The chances are slim that many could be moved, even if residents have the money and want to, due to narrow sections of road past the trailer park. There’s been a one-lane bridge down the Merced River canyon since the massive Ferguson rockslide buried part of Highway 140 in 2006.

Going the other direction, the road just past Yosemite’s west entrance narrows to one lane as it squeezes through an opening between boulders.

For those who can’t or don’t want to move their mobile homes, Muldoon told residents that “you have the option of surrendering your trailer and/or belongings to the NPS. Recognizing that the property holds no value and is not considered a donation to NPS.”

Residents recall others in the past having to cut up and discard their homes themselves before leaving the trailer park.

A letter sent to residents over 20 years ago from another Yosemite superintendent said trailer park residents might be eligible for possible relocation benefits under Public Law 91-646.

There was no mention of compensation in recent letters. Why not? Gediman said that the National Park Service is terminating the lease agreement, and “we’re not addressing anything beyond” that.

It’s a harsh reality for those now scrambling to find new homes.

“We have rights and benefits as displaced people,” Harbin said, “and they’re trying to ignore all that.”

Most soon-to-be displaced residents now face either potentially renting a dorm room in Yosemite Valley or driving along the often-icy Merced River canyon to Mariposa, 40 minutes from El Portal. Housing is limited in rural Mariposa County, especially at the rate trailer park residents were paying, around $400 a month for trailer space.

Some hope Yosemite will offer more time to move and said Rep. Tom McClintock’s office offered to review and endorse letters requesting time extensions.

“Congressman McClintock’s office is aware of the issue,” said Jennifer Cressy, a spokesperson for McClintock, “and expects YNP to fairly consider the circumstances in each letter request for a time extension.”

Shock, pain and neglect near Yosemite National Park

Two Yosemite employees and trailer park residents asked not to be identified in this story out of fear of losing employment opportunities at the park.

One said they were offended by comments attributed to Gediman in a recent Mariposa Gazette story, in which the trailer park and its residents were described multiple times as “hodgepodge.”

“It’s the humanity part of it.”

The resident has lovingly worked on their small house for decades to make it a beloved home.

Plus, “How can they do this when COVID is still going on? It’s still active. It’s still spreading.”

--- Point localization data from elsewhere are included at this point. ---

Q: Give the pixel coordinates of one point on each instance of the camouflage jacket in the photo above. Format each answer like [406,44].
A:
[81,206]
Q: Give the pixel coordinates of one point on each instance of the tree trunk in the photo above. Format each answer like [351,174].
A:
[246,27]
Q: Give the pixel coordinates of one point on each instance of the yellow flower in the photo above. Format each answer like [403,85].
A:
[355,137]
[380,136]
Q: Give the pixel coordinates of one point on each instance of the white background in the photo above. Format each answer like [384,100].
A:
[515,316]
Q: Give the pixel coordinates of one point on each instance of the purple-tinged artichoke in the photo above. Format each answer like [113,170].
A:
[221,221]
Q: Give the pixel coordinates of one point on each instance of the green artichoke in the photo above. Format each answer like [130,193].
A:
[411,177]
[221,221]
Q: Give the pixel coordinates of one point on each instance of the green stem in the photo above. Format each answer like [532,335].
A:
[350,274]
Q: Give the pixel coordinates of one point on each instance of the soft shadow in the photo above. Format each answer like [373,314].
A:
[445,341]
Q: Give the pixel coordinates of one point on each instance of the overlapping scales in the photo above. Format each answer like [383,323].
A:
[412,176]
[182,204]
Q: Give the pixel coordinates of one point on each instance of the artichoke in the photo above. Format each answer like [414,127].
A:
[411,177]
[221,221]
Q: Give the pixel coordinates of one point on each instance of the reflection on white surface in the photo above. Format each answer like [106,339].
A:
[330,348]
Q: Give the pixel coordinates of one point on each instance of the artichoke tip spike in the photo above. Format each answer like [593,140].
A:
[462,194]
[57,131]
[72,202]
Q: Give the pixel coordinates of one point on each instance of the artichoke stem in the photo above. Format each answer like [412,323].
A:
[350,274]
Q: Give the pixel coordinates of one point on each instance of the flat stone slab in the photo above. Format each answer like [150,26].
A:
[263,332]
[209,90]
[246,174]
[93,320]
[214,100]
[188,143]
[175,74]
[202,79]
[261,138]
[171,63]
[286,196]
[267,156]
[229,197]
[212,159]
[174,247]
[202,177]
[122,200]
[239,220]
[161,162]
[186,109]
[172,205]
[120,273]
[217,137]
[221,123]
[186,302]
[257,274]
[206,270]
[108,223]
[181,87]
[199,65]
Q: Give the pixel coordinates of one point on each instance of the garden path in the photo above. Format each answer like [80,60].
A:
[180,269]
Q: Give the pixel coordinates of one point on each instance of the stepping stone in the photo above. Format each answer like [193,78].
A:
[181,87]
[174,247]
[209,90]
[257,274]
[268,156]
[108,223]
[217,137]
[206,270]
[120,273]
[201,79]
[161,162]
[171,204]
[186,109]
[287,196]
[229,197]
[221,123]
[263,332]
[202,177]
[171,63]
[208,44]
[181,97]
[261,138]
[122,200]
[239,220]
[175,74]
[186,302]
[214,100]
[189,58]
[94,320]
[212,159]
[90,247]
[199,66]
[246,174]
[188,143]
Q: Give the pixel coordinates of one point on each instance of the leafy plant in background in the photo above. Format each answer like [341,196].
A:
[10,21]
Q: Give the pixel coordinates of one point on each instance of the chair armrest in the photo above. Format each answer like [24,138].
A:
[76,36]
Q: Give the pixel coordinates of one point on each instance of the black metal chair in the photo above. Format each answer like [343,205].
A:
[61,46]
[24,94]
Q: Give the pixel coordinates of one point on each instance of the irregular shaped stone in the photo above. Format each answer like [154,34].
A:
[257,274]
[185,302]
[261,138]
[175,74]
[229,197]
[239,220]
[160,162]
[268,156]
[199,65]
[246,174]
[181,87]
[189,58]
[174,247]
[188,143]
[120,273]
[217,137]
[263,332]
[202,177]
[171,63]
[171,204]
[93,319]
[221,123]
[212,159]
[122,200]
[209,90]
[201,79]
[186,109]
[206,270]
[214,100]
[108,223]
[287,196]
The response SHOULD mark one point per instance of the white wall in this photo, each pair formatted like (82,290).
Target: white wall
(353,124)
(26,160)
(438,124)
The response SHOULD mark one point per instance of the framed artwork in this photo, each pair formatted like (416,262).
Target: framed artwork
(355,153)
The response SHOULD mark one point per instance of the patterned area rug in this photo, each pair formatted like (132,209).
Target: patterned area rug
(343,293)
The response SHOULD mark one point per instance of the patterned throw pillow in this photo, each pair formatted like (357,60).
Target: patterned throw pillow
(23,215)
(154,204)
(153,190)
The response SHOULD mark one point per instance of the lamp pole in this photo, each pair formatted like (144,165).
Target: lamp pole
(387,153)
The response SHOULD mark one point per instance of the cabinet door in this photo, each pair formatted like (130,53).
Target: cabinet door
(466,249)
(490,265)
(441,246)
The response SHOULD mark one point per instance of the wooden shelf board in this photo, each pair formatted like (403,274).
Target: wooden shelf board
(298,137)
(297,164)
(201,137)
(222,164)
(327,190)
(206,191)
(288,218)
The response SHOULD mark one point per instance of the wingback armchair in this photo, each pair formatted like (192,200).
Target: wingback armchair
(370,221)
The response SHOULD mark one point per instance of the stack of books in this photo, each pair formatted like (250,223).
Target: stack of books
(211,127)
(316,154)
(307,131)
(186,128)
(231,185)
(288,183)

About not getting compensated: “It’s just wrong. I know that eminent domain happens everywhere – it’s progress – but people get paid.”

Even a little compensation from Yosemite would be helpful, they said. This resident recently saw similar mobile homes in Mariposa being sold for over $100,000.

Residents also talked about wanting their community to look nicer. Harbin said after some previous trailers were torn out, there was trash littered across the trailer park for five years before Yosemite cleaned it up. In another instance, Harbin said he cleaned up some neighboring mess himself after Yosemite failed to do it after a couple of years.

“It’s messed up. It’s not fair,” Harbin said of the state of the trailer park. “If you go over to the elementary school, it looks prestigious, and you come over here, and it looks like, literally, a dump.”

Harbin said the Park Service owes trailer park residents at least some more time to leave.

“It’s just not right how they went about doing all this.”